The state of the News programming on Indian television is particularly shocking. We make fun of 24-hour cable news channels in the U.S. and their coverage of un-important matters in order to fill their programming, but their Indian counterparts have pushed the boundaries to insane levels. In order to attract viewers, almost every news story is labeled as "breaking news." There is unnecessary, and sometimes distasteful sensationalism. Ethical standards of journalism are pitiful. A maniacal focus on economics seems to be driving the news coverage in India. E.g., while covering tragedies involving deaths, instead of showing dignity for the dead or for the family & loved ones who are suffering from the pain of the loss, the pursuit by TV channels to get that exclusive interview/footage at whatever price is appalling. Investigative journalism needed to expose the truth has apparently become secondary.

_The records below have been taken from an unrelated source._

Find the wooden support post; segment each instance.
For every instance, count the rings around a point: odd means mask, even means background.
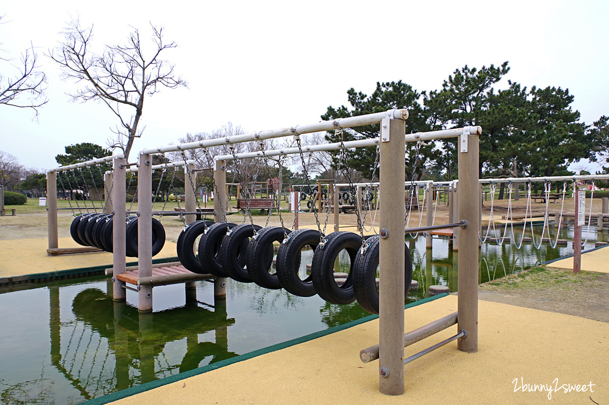
[[[431,227],[434,225],[434,182],[428,181],[427,183],[427,192],[425,193],[425,199],[426,201],[426,211],[425,216],[425,224]],[[437,204],[438,202],[436,201],[435,203]],[[428,232],[427,236],[425,237],[425,247],[428,249],[431,249],[432,244],[432,239],[431,238],[431,232]],[[429,253],[428,253],[429,254]],[[429,255],[431,255],[431,254]]]
[[[49,237],[49,248],[59,247],[57,234],[57,173],[46,174],[46,227]]]
[[[139,155],[138,171],[138,278],[152,276],[152,157]],[[138,309],[152,311],[152,286],[139,286]]]
[[[459,180],[457,220],[466,221],[467,227],[459,232],[457,307],[458,330],[464,329],[467,336],[459,339],[457,347],[462,351],[473,353],[478,350],[479,143],[478,135],[462,135],[459,137],[459,145],[461,145],[463,136],[468,139],[466,152],[457,152]]]
[[[104,195],[105,198],[105,204],[104,205],[104,212],[107,215],[112,213],[114,209],[112,206],[112,195],[110,191],[112,190],[112,173],[105,173],[104,174]]]
[[[194,213],[197,210],[197,194],[194,190],[197,186],[197,172],[193,172],[194,169],[194,164],[192,163],[184,166],[184,210],[187,213]],[[188,175],[189,173],[190,176]],[[190,183],[191,179],[192,180],[192,184]],[[184,220],[186,224],[191,224],[196,219],[196,215],[184,216]]]
[[[127,247],[125,242],[125,202],[127,196],[127,171],[122,164],[126,164],[125,159],[114,160],[112,174],[112,201],[114,202],[114,215],[112,216],[112,280],[113,298],[114,301],[124,301],[127,291],[125,282],[116,278],[117,275],[125,272],[127,265]]]
[[[354,204],[355,206],[356,206],[355,209],[357,210],[357,213],[359,214],[359,217],[360,218],[362,217],[362,188],[362,188],[362,186],[357,186],[357,192],[356,193],[356,195],[357,195],[357,197],[356,197],[357,200],[355,202],[355,204]],[[361,231],[361,230],[362,230],[362,227],[360,225],[360,224],[358,223],[357,224],[357,231],[360,232],[360,231]]]
[[[404,393],[404,160],[406,124],[401,119],[384,119],[380,146],[380,181],[383,202],[380,208],[379,286],[379,389],[389,395]],[[358,201],[361,199],[358,196]]]
[[[582,270],[582,227],[586,222],[586,194],[579,192],[581,183],[573,185],[573,195],[575,197],[575,224],[573,227],[573,272],[579,273]],[[592,203],[592,202],[590,202]],[[588,224],[590,227],[590,224]]]
[[[226,168],[225,160],[216,161],[216,167],[214,168],[214,183],[216,185],[216,194],[218,195],[214,199],[214,210],[216,211],[216,214],[214,216],[214,222],[222,221],[222,210],[228,208]],[[226,278],[217,277],[214,280],[214,297],[226,297]]]

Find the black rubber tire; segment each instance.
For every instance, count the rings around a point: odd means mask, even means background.
[[[138,217],[127,220],[125,225],[125,254],[127,257],[138,257]]]
[[[345,305],[355,301],[353,291],[353,264],[357,252],[362,247],[362,238],[353,232],[333,232],[324,238],[323,247],[317,247],[313,254],[311,273],[313,276],[315,291],[329,303]],[[350,259],[348,274],[340,286],[334,280],[334,262],[343,249]]]
[[[94,225],[95,220],[103,214],[91,214],[86,218],[81,219],[78,224],[78,236],[80,239],[86,244],[86,246],[93,246],[93,242],[91,240],[91,230]]]
[[[96,247],[99,247],[100,249],[103,250],[104,248],[102,247],[102,242],[100,241],[100,233],[101,231],[102,227],[105,223],[106,219],[108,217],[108,216],[106,214],[104,215],[100,215],[95,219],[94,223],[91,228],[90,236],[89,238],[91,241],[93,243],[93,246]],[[89,230],[87,230],[88,232]]]
[[[228,276],[240,283],[252,283],[253,280],[247,271],[246,258],[250,238],[262,229],[262,227],[251,224],[242,224],[230,230],[220,247],[224,271]],[[272,247],[271,248],[272,249]],[[271,255],[272,255],[272,250]]]
[[[353,266],[353,290],[357,303],[364,311],[379,313],[379,292],[376,288],[376,267],[380,252],[379,236],[371,236],[366,241],[368,248],[363,255],[357,252]],[[404,246],[404,298],[406,299],[412,281],[412,261],[408,245]]]
[[[247,273],[252,281],[261,287],[270,290],[281,288],[277,273],[270,272],[273,266],[273,242],[283,242],[286,234],[290,232],[281,227],[268,227],[250,239],[245,255]]]
[[[108,217],[106,219],[100,233],[100,243],[103,246],[103,249],[106,252],[112,253],[114,248],[114,234],[113,233],[113,225],[114,222],[113,217]]]
[[[313,278],[309,275],[304,280],[298,276],[301,250],[309,246],[314,252],[319,244],[322,234],[313,229],[298,229],[290,234],[287,241],[279,247],[277,252],[277,278],[286,291],[298,297],[312,297],[317,293]]]
[[[205,273],[216,277],[228,276],[222,262],[220,248],[227,234],[227,228],[231,229],[236,226],[237,224],[233,222],[217,222],[202,235],[199,241],[199,260]]]
[[[205,230],[214,224],[213,221],[200,220],[191,222],[182,230],[178,236],[177,254],[180,262],[185,267],[197,274],[206,274],[201,262],[194,253],[197,238],[202,235]],[[197,246],[197,250],[199,246]]]
[[[90,215],[91,214],[80,214],[80,215],[77,215],[74,217],[74,219],[72,220],[72,224],[70,224],[70,234],[72,235],[72,239],[74,240],[74,242],[83,246],[86,246],[86,244],[78,236],[78,225],[83,218],[86,218]]]
[[[150,218],[152,221],[152,256],[158,255],[165,245],[165,228],[156,218]],[[138,257],[138,221],[136,217],[127,224],[125,231],[125,239],[127,247],[127,256]]]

I've always held the belief that News should not be treated as a profit center by media companies. The age-old practice of keeping a Chinese wall between the business and editorial parts of a news organization has fallen apart in today's bottom-line focused approach of media companies. Even in the U.S., it's not uncommon to learn that a news organization has more staff in the Hollywood than in Washington DC.

For the next content category, sports, it's all about cricket in India, by every stretch of imagination. There is coverage of soccer and tennis that coincides with major global sporting events (European Cup, Wimbledon, etc), but the inability of India to produce world class sports persons in any mass sports except cricket will continue to restrict wider advertiser interest & therefore media focus in developing Indian sports programming beyond cricket.

Entertainment, or the General Entertainment Channel (GEC) space, as it is known in India, has seen a lot of activity with almost a dozen major players operating GEC channels in the country. Zee, Sony and Star (News Corps) are the dominant players. The #1 GEC channel, STAR Plus, has more viewers than the combined viewership of the next two in the category.

However, the GEC programming is still dominated by Bollywood (the Indian film industry), soaps, and reality shows based on imported formats. The ability of GEC operators to develop original entertainment programming of quality that can sustain the content and audience in the long run is still questionable. For example, India is yet to see TV drama franchises of the quality of Lost, 24, Heroes, that attract record audiences in the U.S. season after season. Granted that it can cost up to $3M to produce a single episode of these programs, I believe the economics will work out in India given the growth in its television industry and a deep demand amongst audience who are thirsty for quality entertainment options on the television. The GEC category already gets the largest share of the TV advertising dollars in India. The state of the GEC space in India seems to be where the industry was in the U.S. in late 80s.

The GEC also needs to invest in quality programming to compete with cricket. As expected, the Indian Premier League, a recently launched domestic cricket tournament, made a massive dent on the ratings of prime-time entertainment programming while the tournament was on. Almost all GEC channels lost audience to IPL, which purposely scheduled games during the prime-time evening slots. Some channels maintained their ratings by shifting programming to daytime slots. Clearly a more sustainable strategy that involves disruptive content with clear differentiation is required by GEC operators in India.